Thanks to redistricting, L.A. City Councilwoman Ruth Galanter is in the odd position of saying farewell to some of her constituents a full 14 months before leaving office. Under the redistricting plan now before the L.A. City Council, Galanter’s seat would move from the Westside to the San Fernando Valley this July 1, even though her term ends in June 2003.

“This may be the last time I get to speak to you as your councilwoman,” Galanter told scores of residents at the Westwood Homeowners Association annual meeting last week. “(The L.A. City Council) Redistricting Commission says I’m already over the hill literally.”

Before she finished, Galanter offered her solution to a new problem. Seems a huge billboard has popped up on Santa Monica Boulevard near the Los Angeles Mormon Temple advertising Bijan clothing. Some Westwood residents want Bijan and the billboard owner to remove the sign.

“I think we should sic the Mormons onto them,” Galanter said.

Clean Getaway

A mobile street-cleaning unit contracted out to the Hollywood Entertainment District was carjacked near the intersection of Hawthorn Avenue and North Orange Drive in the early morning hours of April 18. The unit, owned and operated by Gardena-based California Street Maintenance, and consisting of a pick-up truck and a steam-cleaning apparatus, has yet to be recovered.

The incident is believed to be the first street-cleaner carjacking in the city, according to Detective Wendi Berndt of LAPD’s Hollywood Division. The driver was unharmed.

“We had a truck stolen a year ago, but there wasn’t anybody in it,” said Kerry Morrison, the district’s executive director.

“Where’d he go with it? You got me,” said Berndt of the carjacker. “I think he just wanted the cleaning equipment.”

THE ROVING EYE

‘King’ of All Fan Clubs

Sports have them. So do pop musicians and movie stars. So why not the movies themselves?

That’s what Universal Pictures marketers figured when they started what is believed to be the first fan club for a motion picture with this spring’s budding blockbuster “The Scorpion King.”

For $29.95, fans can sign up for “The Scorpion King” MovieClub, which gets you a ticket redeemable wherever the film is showing, a poster, T-shirt, cap, special computer downloads and entry into a sweepstakes for a Las Vegas vacation.

At $69.95, The Ultimate Collectors Edition buys all of the above, plus a “Scorpion King” DVD, collector’s trading cards and a handful of other items. Fans can sign up for the club through the official Web site.

“We’re always looking for opportunities that allow us to have a more direct relationship with the moviegoer,” Kevin Campbell, Universal’s senior vice president of new marketing, explained in a statement. “‘The Scorpion King’ presented us with the ideal property to extend that relationship with the most enthusiastic moviegoers.”
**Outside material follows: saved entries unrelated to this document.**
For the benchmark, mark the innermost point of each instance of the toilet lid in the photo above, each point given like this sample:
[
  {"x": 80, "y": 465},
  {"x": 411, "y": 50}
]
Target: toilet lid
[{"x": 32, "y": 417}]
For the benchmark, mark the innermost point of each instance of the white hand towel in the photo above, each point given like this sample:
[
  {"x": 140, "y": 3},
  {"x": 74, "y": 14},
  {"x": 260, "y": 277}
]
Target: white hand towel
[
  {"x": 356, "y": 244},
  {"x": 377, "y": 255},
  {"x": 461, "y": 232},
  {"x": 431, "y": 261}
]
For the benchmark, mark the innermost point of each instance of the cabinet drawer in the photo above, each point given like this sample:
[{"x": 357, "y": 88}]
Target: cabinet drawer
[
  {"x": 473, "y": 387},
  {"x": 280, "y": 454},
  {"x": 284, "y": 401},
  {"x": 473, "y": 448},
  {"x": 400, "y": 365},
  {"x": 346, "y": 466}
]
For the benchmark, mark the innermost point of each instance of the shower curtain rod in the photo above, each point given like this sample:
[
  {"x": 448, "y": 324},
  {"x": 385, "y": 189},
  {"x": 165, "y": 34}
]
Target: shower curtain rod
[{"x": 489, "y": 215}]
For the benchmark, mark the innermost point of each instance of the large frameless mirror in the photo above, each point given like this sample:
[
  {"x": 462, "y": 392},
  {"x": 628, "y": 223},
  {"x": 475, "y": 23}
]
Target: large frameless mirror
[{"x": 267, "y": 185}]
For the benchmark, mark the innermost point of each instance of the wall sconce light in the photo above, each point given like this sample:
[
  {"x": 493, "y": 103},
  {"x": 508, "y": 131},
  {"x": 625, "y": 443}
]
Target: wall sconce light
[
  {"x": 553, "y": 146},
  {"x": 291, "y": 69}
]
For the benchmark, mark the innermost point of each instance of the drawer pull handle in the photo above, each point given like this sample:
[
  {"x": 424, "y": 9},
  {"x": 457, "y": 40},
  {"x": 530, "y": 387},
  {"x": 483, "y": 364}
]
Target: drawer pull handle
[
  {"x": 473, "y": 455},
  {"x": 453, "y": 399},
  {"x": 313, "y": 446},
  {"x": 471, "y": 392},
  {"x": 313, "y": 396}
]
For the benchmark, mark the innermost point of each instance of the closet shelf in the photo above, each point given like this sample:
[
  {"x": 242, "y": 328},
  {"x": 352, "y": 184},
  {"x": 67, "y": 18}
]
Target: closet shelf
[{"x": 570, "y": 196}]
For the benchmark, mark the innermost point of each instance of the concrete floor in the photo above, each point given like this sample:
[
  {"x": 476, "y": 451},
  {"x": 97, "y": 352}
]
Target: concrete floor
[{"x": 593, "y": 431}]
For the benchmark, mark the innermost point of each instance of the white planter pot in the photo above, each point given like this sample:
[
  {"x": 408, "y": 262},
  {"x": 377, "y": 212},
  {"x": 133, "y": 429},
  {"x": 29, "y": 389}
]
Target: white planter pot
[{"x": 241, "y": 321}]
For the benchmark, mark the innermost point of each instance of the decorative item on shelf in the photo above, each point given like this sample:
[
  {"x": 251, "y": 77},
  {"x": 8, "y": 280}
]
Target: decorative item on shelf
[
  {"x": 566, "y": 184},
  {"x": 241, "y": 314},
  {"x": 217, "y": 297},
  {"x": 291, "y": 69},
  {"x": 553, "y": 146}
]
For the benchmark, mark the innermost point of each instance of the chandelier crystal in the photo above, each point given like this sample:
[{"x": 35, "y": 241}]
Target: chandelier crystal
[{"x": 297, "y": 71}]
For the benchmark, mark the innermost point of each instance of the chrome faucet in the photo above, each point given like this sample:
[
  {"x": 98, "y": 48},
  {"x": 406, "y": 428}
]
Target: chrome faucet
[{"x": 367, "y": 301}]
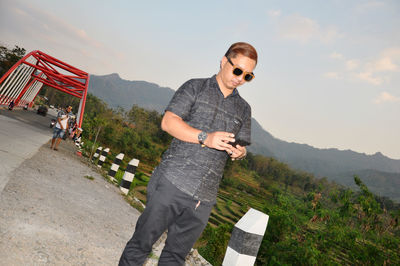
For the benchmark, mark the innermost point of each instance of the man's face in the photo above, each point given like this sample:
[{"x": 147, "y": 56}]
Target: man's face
[{"x": 231, "y": 81}]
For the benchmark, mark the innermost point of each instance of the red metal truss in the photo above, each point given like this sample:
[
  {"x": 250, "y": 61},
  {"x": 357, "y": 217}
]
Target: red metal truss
[{"x": 23, "y": 81}]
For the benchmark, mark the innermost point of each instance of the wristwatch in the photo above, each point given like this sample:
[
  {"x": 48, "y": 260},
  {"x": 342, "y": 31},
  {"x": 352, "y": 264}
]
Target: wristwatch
[{"x": 202, "y": 138}]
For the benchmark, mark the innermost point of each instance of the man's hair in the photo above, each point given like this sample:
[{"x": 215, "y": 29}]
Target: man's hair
[{"x": 242, "y": 48}]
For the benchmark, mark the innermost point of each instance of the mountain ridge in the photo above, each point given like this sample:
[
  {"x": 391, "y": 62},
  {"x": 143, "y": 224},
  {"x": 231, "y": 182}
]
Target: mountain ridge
[{"x": 331, "y": 163}]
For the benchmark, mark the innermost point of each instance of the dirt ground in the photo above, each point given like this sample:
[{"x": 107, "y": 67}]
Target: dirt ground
[{"x": 51, "y": 214}]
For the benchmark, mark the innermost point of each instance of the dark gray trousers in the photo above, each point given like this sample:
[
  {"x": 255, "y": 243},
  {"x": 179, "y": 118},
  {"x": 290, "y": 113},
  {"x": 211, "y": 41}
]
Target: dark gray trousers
[{"x": 167, "y": 208}]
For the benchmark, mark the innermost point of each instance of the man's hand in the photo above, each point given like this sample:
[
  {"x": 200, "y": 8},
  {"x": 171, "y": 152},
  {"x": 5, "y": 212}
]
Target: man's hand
[
  {"x": 219, "y": 140},
  {"x": 237, "y": 153}
]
It also stands to make Universal more money. The film was released April 19, grossing $36.1 million during its first weekend to shatter the previous April record for a movie opening.

The movie stars World Wrestling Federation icon The Rock, and Universal appears to have taken its cue for the promotion from the wrestling league, which operates fan clubs for many of its wrestlers.

You’re dealing with people who are already going the extra step to go on the Internet and go to that site,” said Paul Degarabedian, president of Exhibitor Relations. “That’s a group of people who are more likely to spend a little more money to get some of these extras.”